XQuery, Office 2007, and the Open Packaging Convention

by Pete Aven

An alternate approach to serializing Word and PowerPoint documents in Office 2007

Categories: Office 2007
Altitude: 1,000 feet

Happy New Year! We hope you all enjoyed the holidays. We're back and have more MarkLogic goodness to share with you. First, a few reminders: If you're interested in trying the examples out for yourself and don't have MarkLogic Server installed yet, go get the download and install it using a free Community License. To evaluate the queries, you can grab the latest release of CQ. Also, you can subscribe to the developer blog here. Ok, let's get to it.

Today we take a look at a second way of serializing the XML within a Word 2007 document by taking advantage of the Open Packaging Convention (OPC). Recall, in our first post, we introduced the concept of how a Word document in Office 2007 is just a .zip file, a bag containing multiple XML pieces. In that post, we demonstrated a way to save the separate XML pieces from an Open XML package into MarkLogic Server. We also introduced server-side document assembly. We generated a .docx on the server by creating the necessary XML files and then zipped those contents into a .docx using MarkLogic built-in utilities. We then finished our example by opening our document directly into Word 2007. In this post we'll expand on these concepts by demonstrating another way to store and retreive a Word 2007 package as a single XML document.

After saving the pieces from an Open XML package into MarkLogic, we then have several XML documents available for search and content repurposing. Depending on the searches we'd like to perform, defining query constraints based on markup that occurs in multiple pieces within a single .docx package can be a bit cumbersome. We have to manage the relationship of the parts within a single Word document on the server and within our queries.  So if you've worked with OOXML, you've probably asked yourself at some point: Isn't there a way to just serialize all the pieces extracted from an Open XML package into a single XML document? And next you've probably wondered: Can’t that same XML document be consumed by Office 2007 to open our document directly into Word? The answer to both questions is Yes!, and OPC helps make it happen.

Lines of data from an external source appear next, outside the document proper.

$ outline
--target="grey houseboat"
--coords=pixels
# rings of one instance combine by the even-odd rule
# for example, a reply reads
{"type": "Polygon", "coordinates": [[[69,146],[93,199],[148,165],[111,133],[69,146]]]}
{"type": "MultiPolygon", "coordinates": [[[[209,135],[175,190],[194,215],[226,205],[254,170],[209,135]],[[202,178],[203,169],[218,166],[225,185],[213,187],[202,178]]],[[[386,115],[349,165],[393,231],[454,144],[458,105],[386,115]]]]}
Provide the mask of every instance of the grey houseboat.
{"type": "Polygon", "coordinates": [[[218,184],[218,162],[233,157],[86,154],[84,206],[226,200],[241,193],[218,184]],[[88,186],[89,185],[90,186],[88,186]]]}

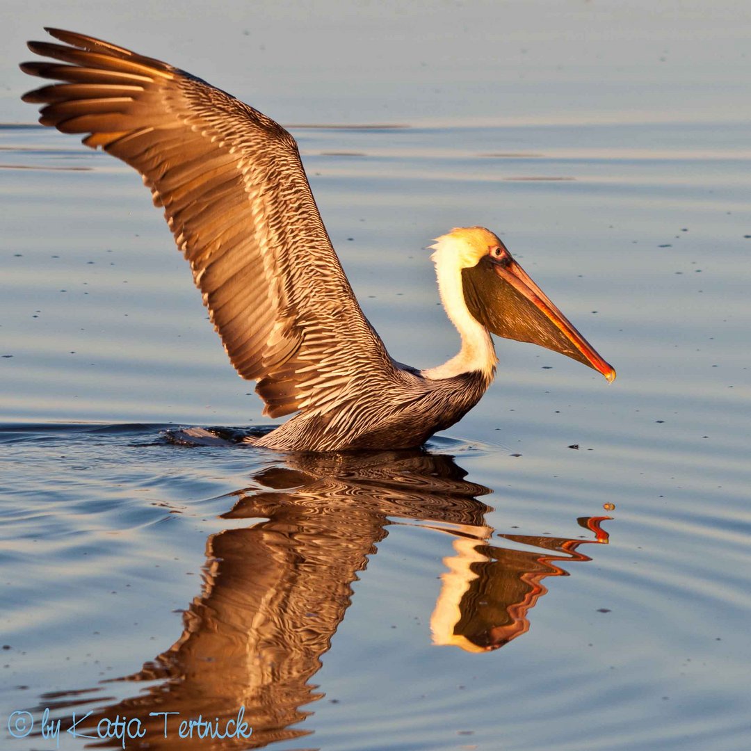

Introduction to OPC and <pkg:package>

OPC is the term used to describe the XML format that captures an Open XML package as a single element. To view what the XML for a document saved in the OPC format looks like, just open Word 2007 and save a test document as .xml. ( Maybe type "Hello, World", or some other text, into the document before saving so you have some content to look at. ) Go to the Button, choose 'Save As', and select 'Other Formats'. Next, in the 'Save As' dialog box that appears, choose 'Word XML Document (*.xml)' from the 'Save as type' dropdown. Note: this is the proper selection for WordprocessingML. Don't choose Word 2003 XML, as that's something different.

Now, wherever you've saved your file, you can double click the XML document and have it open directly into Word.

To examine the XML, just open the file within your favorite XML editor. I've copied the first few lines of our example file below for reference.


<?xml version="1.0" encoding="UTF-8" standalone="yes"?>
<?mso-application progid="Word.Document"?>
<pkg:package xmlns:pkg="http://schemas.microsoft.com/office/2006/xmlPackage">
  <pkg:part pkg:name="/word/document.xml" 
            pkg:contentType="application/vnd.openxmlformats-officedocument.wordprocessingml.document.main+xml">
    <pkg:xmlData>
      <w:document xmlns:w="http://schemas.openxmlformats.org/wordprocessingml/2006/main">
        <w:body>
          <w:p>
            <w:r>
              <w:t>Hello, World.</w:t>
            </w:r>
          </w:p>
        </w:body>
      </w:document>
    </pkg:xmlData>
  </pkg:part>
  <pkg:part pkg:name="/word/theme/theme1.xml" 
            pkg:contentType="application/vnd.openxmlformats-officedocument.theme+xml">


The first thing we notice is that this file is not .zip, but just a single XML document. This document is the package, serialized using the OPC format.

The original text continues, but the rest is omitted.